Гаркл густо покраснел. Робийярд, которому уже доводилось встречаться с Гарпеллами, просто удалился, качая головой и предрекая, что захватывающие события еще впереди.
— Что привело тебя сюда, — спросил Дюдермонт, — так далеко от берегов, в открытое море?
Гаркл посмотрел на Дзирта.
— Я прибыл по приглашению, — сказал он после паузы, несколько смутившись, когда дроу посмотрел на него с любопытством. — Да-да! По твоему приглашению. — Он повернулся, чтобы посмотреть на Кэтти-бри. — И по твоему!

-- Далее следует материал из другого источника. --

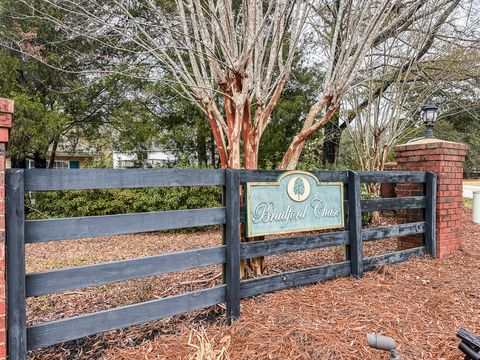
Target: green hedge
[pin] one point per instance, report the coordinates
(59, 204)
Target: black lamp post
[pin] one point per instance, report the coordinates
(429, 118)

Кэтти-бри взглянула на Дзирта, который пожал плечами и развел руками, не понимая, о чем идет речь.
|
— Ну и ну, прекрасный «привет». — Раздраженный чародей начал заикаться. — Я ожидал чего-то похожего, хотя и надеялся, что у вас, у дроу, память получше. Интересно, что ты говоришь тому, кого встречаешь вновь столетие спустя? Неужели не можешь вспомнить его имя?
— О чем это ты? — вынужден был спросить Дзирт. — Я помню твое имя.
— И на том спасибо! — взревел Гаркл. — Или я бы на самом деле разозлился!
Он раздраженно щелкнул пальцами, и этот звук успокоил его. Последовала длинная пауза. Чародей молчал и выглядел очень смущенным, как будто совершенно забыл, о чем же рассуждал.
— Да, конечно! — наконец вымолвил он и посмотрел на Дзирта. Суровое выражение лица чародея вскоре смягчилось, и теперь его сменило любопытство.
— Так о чем ты говорил? — снова спросил Дзирт, стремясь подтолкнуть Гаркла к продолжению разговора.
— Не помню, — признался кудесник.
— Ты говорил о том, что привело тебя сюда, — напомнил ему Дюдермонт.
Гаркл снова щелкнул пальцами.
— Заклинание, конечно! — сказал он, облегченно вздохнув.
Дюдермонт, напротив, вздохнул тяжело.
— Ясно, что это было какое-то заклинание, — медленно начал он, пытаясь получить полезную информацию у непоследовательного волшебника.
— Не «какое-то» заклинание, — резко возразил Гаркл, — а конкретное заклинание. Мое новое заклинание: туман судьбы.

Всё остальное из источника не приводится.